The Multinational Monitor

DECEMBER 1995 · VOLUME 16 · NUMBER 12


E D I T O R I A L


UAW Steamrolled


The UAW's Caterpillar strike may go down as the PATCO of the 1990s.

A decade and a half after Ronald Reagan fired striking air traffic controllers and signaled the business community to begin an unremitting offensive against workers, organized labor has suffered a comparable symbolic defeat.

In early December, striking employees at Caterpillar voted overwhelmingly to reject the company's latest contract offer. But the next day, the United Auto Workers (UAW) national union called off the year-and-a-half strike.

Both the U.S. labor movement and the global business community understood the significance of the Caterpillar strike. Unless unions quickly find a way to revitalize themselves, the UAW surrender will usher in a significantly harsher climate for U.S. labor in the coming century.

The conflict began with a 1991 lockout, which turned into a strike in early 1992. When Caterpillar threatened to permanently replace the strikers, the UAW ignobly suspended the strike and launched an in-plant opposition strategy, with some success. For two years, UAW members remained on the job without a contract, finally striking again in June 1994 to protest unfair labor practices. The National Labor Relations Board has issued more than 150 complaints against Caterpillar. Because the workers were striking against allegedly illegal labor practices, U.S. law barred Caterpillar from permanently replacing them.

Caterpillar was able to continue operating during the second strike with non-union managerial staff, temporary replacements and picket-line crossers. Indeed, the company, which promotes itself as a cutting-edge, future-oriented global corporation, was able to maintain production and earn record profits during the strike. "For this," the Wall Street Journal reports, "Caterpillar is probably respected by other employers about as much as it is reviled by unions."

With the strike officially in "recess," strikers will return to work without a contract and on terms imposed by Caterpillar and rejected by the UAW membership. Those terms include: no wage increase, a two-tiered wage structure and the right for the company to demand work periods longer than eight-hour days with no overtime pay. The contract offer did not include an amnesty offer for the approximately 150 strikers fired for strike-related activity.

The company is ruthlessly imposing a harsh shop floor regime to maintain firm control over its plants. New Caterpillar "standards of conduct" and "temporary special moratoria" sharply restrict what workers can say or wear, forbidding use of the word "scab" or shirts referring to the labor conflict. Caterpillar has 90 security personnel watching over the Decatur plant, where only approximately 900 union employees -- half the plant's total -- have so far been called back to work, according to Larry Solomon. Solomon is president of the UAW local in Decatur and an outspoken opponent of the national union's capitulation to Caterpillar.

There is little doubt that other employers will feel emboldened by Caterpillar's stunning victory -- and the abject failure of the UAW, which was widely regarded as the most powerful and militant of U.S. unions.
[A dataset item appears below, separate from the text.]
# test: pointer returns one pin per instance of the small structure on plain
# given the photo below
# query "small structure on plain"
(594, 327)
The most notable effect of the Caterpillar debacle on labor-management relations will be felt in the upcoming negotiations between the UAW and the Big Three U.S. auto makers. Although new UAW President Steven Yokich has postured as a militant, his rhetoric will fall flat after Caterpillar's steamrolling of the union. General Motors, Ford and Chrysler will bargain with a diminished sense of respect for the union's strength, demanding greater concessions.

The UAW and organized labor as a whole did not need another display of weakness; there were alternatives to surrender. Although many UAW members did cross the picket lines and return to work as scabs, the vast majority did not. The strike was not broken in the traditional sense. Top UAW officials decline to comment on why they called off the strike or on whether they plan to resume in-plant resistance.
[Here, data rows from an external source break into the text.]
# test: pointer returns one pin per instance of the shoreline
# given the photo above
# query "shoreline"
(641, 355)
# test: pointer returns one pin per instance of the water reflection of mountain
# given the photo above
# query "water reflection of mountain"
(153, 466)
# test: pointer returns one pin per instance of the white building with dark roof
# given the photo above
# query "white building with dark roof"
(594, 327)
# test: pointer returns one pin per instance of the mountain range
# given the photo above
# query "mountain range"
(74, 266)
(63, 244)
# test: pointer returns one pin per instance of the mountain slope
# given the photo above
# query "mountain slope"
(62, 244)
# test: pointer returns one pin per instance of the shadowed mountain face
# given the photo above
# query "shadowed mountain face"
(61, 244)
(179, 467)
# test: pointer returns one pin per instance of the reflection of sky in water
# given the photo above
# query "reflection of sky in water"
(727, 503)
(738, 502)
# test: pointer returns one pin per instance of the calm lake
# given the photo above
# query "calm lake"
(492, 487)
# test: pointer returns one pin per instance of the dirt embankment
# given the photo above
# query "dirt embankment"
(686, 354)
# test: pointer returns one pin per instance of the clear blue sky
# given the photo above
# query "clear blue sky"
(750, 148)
It was apparent that Caterpillar could weather a traditional walk-the-picket-line strike strategy. But a comprehensive and worldwide corporate campaign could have succeeded in forcing Caterpillar into serious negotiations.

More so than most companies, Caterpillar is a global corporation that is heavily dependent on exports. That export dependence makes the company vulnerable to concerted action around the world. A massive publicity effort and a focused and determined call for a boycott could have seriously affected the company's sales and reputation.
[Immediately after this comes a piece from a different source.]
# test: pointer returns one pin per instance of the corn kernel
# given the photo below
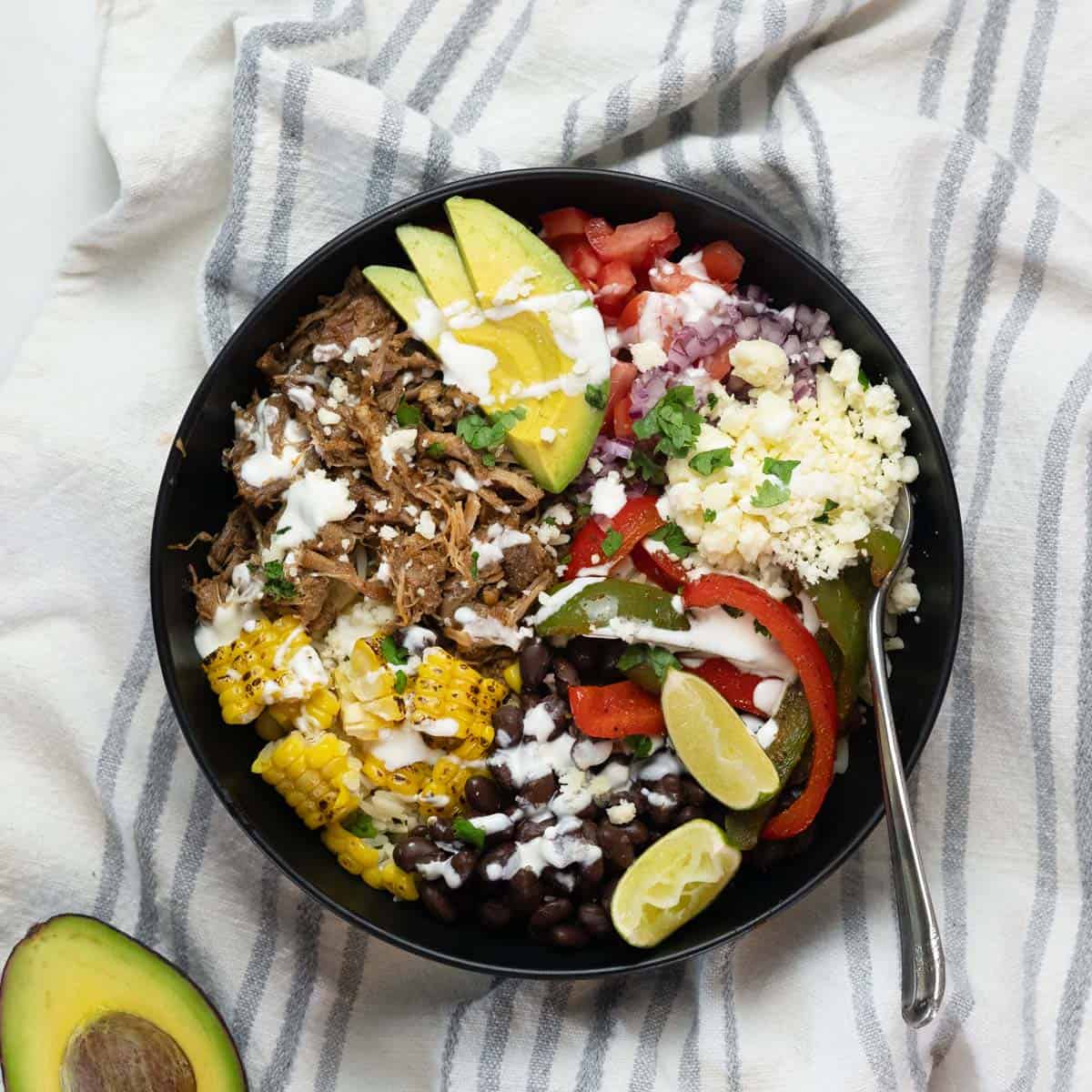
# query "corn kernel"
(317, 775)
Solomon says he "would have liked to see the [national UAW] set aside its pride and enlist the support of the new AFL-CIO, form a task force to move in and really take Cat on, and go worldwide with it." Solomon is confident that, if the national union leadership had articulated a clearly defined plan, the membership would have stood behind it. The membership's refusal to accept Caterpillar's terms for surrender suggest Solomon is right.

Nothing less than the sort of upsurge in labor militancy, solidarity and creativity for which Solomon and other Caterpillar workers called will prevent the Caterpillar strike from being remembered as the PATCO of the 1990s.